The work helped bridge a previously unidentified confidence gap and it has been a lesson she has carried into the day job. Having seen her talents mined so far only on the editorial side, she now believes she has talent aplenty to run a company.
Others believed it first, though. It was an old university friend now running a merchant bank who suggested that she put together a bid for IPC, when it became clear that Reed Elsevier wanted to divest itself of its consumer magazine division. She found backing for her bid but was beaten by the venture capitalists Cinven for the purchase. However, she says she came out of the experience with no battle scars. Just flabbergasted she'd got so far.

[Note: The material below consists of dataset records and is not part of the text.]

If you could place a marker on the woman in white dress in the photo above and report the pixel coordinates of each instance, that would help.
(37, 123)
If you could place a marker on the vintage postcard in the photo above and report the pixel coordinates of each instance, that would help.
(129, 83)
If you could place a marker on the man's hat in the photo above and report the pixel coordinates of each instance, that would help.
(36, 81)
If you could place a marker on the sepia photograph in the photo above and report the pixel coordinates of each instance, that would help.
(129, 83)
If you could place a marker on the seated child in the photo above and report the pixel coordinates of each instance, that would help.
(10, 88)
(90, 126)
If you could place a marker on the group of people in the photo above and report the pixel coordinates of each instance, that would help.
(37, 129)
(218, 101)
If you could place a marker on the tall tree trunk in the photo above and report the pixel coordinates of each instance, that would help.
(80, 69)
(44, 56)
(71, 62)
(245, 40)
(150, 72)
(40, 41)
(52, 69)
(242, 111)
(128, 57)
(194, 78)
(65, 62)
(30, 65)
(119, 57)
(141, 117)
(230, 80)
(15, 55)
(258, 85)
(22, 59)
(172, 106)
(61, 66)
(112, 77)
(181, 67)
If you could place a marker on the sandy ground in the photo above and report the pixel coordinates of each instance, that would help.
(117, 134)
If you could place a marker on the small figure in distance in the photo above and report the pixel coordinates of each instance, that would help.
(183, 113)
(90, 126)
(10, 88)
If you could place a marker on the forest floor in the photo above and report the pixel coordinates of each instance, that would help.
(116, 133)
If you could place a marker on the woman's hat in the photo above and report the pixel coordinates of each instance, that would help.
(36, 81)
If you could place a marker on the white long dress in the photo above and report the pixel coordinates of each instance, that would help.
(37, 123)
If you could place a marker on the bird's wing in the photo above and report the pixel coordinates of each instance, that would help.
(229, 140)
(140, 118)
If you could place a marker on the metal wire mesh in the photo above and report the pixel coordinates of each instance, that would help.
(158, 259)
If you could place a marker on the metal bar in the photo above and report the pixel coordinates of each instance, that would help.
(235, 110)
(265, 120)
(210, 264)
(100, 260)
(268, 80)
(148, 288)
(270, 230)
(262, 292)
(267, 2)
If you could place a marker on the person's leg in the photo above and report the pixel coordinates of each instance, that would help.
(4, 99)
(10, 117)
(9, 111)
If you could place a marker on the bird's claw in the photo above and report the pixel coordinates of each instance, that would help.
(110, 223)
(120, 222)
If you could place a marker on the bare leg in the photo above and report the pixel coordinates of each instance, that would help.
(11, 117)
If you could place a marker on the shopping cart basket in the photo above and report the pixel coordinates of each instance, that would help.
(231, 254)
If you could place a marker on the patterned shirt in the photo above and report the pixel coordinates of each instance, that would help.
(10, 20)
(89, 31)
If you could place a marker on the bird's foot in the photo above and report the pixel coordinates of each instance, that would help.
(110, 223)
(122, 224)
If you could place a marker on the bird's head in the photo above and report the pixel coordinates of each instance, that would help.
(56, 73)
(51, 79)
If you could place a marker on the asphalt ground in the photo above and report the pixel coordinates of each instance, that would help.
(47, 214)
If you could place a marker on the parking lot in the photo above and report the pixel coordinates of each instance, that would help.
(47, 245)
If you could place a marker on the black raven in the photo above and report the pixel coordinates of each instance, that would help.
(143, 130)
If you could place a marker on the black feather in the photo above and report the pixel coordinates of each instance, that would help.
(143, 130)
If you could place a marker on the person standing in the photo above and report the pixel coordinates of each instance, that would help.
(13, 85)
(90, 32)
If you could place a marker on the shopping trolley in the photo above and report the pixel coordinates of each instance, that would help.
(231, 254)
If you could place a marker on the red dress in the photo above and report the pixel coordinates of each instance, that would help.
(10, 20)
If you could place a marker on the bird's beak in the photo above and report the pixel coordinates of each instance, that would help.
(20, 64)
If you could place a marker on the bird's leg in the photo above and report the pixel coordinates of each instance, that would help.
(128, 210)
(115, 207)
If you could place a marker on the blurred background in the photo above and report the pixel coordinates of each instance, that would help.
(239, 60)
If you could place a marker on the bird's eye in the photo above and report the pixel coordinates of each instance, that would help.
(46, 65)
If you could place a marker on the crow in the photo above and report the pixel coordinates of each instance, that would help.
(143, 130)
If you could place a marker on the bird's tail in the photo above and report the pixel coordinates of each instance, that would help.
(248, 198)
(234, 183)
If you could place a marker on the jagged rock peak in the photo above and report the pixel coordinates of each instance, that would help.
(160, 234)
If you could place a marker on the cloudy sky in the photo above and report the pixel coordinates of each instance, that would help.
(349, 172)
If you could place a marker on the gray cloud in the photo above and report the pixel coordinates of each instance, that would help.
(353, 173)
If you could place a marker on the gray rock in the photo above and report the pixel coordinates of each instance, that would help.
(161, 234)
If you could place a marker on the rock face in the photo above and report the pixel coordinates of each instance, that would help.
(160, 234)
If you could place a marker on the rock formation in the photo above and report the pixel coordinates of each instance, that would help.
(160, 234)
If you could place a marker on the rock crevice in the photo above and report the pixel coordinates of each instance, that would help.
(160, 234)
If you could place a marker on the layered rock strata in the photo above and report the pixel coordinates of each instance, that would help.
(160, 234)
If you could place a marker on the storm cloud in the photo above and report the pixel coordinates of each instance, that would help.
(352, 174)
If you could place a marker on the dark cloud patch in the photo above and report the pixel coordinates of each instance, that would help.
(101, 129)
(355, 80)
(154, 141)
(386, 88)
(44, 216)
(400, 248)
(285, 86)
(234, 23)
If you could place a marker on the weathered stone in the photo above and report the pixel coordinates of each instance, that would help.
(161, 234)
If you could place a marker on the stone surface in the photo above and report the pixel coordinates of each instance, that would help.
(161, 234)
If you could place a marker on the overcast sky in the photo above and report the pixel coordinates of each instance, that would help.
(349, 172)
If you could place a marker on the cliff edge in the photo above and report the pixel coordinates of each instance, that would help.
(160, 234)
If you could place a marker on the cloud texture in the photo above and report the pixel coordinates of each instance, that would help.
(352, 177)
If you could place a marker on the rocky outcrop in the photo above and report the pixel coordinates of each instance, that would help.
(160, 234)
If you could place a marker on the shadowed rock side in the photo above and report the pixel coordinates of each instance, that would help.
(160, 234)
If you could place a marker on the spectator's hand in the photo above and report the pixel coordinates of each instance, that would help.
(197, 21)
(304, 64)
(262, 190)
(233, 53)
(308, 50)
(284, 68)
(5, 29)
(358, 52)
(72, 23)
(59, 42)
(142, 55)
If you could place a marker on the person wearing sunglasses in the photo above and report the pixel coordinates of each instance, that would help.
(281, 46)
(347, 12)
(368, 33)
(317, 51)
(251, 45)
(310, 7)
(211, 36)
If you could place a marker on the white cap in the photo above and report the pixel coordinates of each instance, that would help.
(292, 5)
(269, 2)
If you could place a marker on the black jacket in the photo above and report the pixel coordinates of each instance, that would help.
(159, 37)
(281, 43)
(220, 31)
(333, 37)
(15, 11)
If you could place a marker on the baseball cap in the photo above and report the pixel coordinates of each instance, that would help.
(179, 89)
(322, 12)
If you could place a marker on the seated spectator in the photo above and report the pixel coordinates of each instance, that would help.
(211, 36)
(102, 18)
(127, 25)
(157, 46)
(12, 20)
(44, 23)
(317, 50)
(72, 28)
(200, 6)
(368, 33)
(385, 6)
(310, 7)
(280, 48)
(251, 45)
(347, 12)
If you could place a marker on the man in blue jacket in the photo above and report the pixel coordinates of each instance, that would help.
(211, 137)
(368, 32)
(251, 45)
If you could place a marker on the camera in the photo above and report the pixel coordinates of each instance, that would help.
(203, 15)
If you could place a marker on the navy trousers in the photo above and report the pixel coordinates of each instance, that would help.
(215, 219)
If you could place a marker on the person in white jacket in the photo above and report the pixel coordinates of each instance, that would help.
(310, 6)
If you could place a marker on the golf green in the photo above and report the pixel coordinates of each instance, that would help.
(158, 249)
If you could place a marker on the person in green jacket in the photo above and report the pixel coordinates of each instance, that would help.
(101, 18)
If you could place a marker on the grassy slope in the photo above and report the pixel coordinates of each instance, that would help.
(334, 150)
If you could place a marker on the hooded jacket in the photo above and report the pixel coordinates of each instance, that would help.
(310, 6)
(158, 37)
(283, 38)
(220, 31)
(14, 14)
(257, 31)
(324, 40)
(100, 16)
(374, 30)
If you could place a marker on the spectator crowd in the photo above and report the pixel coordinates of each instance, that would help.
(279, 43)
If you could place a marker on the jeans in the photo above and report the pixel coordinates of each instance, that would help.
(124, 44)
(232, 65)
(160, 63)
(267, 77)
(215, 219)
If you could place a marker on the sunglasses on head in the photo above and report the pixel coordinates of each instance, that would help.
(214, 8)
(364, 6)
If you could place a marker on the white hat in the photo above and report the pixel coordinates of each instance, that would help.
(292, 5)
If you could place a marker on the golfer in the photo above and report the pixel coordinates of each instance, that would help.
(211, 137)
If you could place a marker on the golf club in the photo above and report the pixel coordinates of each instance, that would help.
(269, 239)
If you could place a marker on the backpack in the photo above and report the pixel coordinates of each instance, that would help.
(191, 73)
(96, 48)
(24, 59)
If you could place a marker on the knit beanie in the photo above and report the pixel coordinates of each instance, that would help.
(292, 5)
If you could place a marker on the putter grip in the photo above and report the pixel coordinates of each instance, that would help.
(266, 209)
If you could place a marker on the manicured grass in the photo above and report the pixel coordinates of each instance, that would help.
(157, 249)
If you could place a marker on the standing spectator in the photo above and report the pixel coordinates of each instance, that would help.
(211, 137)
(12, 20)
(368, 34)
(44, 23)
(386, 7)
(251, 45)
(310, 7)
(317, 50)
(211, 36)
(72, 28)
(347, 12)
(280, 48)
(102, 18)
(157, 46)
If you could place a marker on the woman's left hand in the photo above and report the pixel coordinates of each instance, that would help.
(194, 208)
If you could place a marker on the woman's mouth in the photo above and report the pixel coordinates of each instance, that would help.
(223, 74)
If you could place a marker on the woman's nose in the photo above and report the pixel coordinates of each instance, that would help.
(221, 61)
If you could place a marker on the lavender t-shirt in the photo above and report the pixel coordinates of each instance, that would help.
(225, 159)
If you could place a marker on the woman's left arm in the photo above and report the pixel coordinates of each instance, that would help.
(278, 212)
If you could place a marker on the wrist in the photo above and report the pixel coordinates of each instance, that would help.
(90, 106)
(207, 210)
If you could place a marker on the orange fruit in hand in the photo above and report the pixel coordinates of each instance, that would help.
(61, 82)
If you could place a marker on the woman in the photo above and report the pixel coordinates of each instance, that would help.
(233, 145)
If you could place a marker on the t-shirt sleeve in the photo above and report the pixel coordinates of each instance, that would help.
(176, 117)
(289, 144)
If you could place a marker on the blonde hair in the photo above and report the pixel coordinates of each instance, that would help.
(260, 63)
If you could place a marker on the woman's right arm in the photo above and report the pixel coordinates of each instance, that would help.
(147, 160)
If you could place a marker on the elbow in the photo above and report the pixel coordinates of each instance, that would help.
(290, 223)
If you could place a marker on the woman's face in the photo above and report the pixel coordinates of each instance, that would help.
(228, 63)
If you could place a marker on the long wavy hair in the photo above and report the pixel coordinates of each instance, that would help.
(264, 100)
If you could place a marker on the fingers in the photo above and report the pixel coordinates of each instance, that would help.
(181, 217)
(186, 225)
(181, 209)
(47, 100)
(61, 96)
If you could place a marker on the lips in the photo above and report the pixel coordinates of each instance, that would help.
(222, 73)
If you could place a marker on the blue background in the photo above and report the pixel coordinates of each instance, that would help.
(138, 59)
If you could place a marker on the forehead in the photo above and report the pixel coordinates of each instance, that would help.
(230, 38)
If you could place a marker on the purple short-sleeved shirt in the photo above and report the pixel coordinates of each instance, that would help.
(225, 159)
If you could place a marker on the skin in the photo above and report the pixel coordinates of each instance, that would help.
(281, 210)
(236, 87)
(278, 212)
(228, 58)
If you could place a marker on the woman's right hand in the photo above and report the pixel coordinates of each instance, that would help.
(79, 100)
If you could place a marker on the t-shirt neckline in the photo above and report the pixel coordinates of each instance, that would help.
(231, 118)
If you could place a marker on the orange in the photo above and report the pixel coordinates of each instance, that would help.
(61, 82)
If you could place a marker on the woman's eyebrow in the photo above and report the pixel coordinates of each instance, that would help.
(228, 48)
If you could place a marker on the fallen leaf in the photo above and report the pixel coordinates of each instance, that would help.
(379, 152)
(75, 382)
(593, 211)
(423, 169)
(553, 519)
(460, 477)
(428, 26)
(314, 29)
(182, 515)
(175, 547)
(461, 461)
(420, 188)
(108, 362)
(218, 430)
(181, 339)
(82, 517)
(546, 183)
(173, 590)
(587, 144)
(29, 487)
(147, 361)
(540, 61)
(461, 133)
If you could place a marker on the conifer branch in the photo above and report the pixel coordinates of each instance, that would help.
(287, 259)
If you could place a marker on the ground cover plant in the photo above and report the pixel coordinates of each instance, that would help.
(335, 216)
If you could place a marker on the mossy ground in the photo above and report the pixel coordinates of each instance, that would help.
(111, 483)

Putting the strategic plans together also helped her see there was another way to run a magazine company. Now she is determined to prove that editors are not just creative fluffy bunnies.
Tired of "layers and layers and layers of management", O'Sullivan and Sutcliffe, who is former editor-in-chief of IPC's music and sports titles, want to create an editorially driven company with a flat management structure. The plans have been received well enough to persuade five wealthy individuals to part with pounds 2.2m to back them, and a host of respected magazine types have not only left secure positions to join the new venture, but have also taken out share options.
First from Cabal, in mid-October, are to be two big consumer monthlies. One is aimed at teenage boys - going under the working name of "Project FOG"(Fuck Off Grown-ups), thanks to the input of the 16-year-old son of O'Sullivan and her husband, the former Times and Mirror editor Charles Wilson. It will, says O'Sullivan, cover the familiar areas of sports, clothing, games, gadgets and bikes. And girls? "Absolutely!"
The other will be a mass-market home interest title, which aims to fill an empty niche by catering for ordinary women alienated by the "let's- paint-the-living-room-red" brigade.
November will see the launch of a specialist health title and another consumer title, neither of which she will be drawn on. Then, if all goes well, next March there will be a big consumer launch in the women's sector and three new sports titles. In all, 12 magazines are planned in Cabal's first year, though "nothing is cast in stone".
And the story does not end with magazines. She adds: "What you don't tend to realise as a journalist is that you have a marketable talent and the talent is that you understand how to reach the consumer. I'd always thought it was just common sense. I fully expect this company to produce a clutch of high-quality magazines, but I also see us having a broader consulting role. We can put magazines together for a company, plus a television programme, evolve Internet sites and advise them on retail outlets.'
However, O'Sullivan is alarmingly modest. Not only does she berate herself for the failure of Riva ("It was 10 years too early, and I say that with no pride at all; to be too early in a market-place is inexcusable"),but of Cabal's creating a "different" style of publishing house, she is quick to add: "it remains to be seen whether it is better".
Setting up Cabal has been, she says, like climbing a terraced slope: "Andrew and I pick each other up when we get stuck in the mud or when the next step seems too high. Now we're two-thirds of the way up the mountainside we can look back and see how far we've come."
O'Sullivan has the partner, the money and the ideas. She's in the building and the staff are coming on board. All she needs now are those telephones.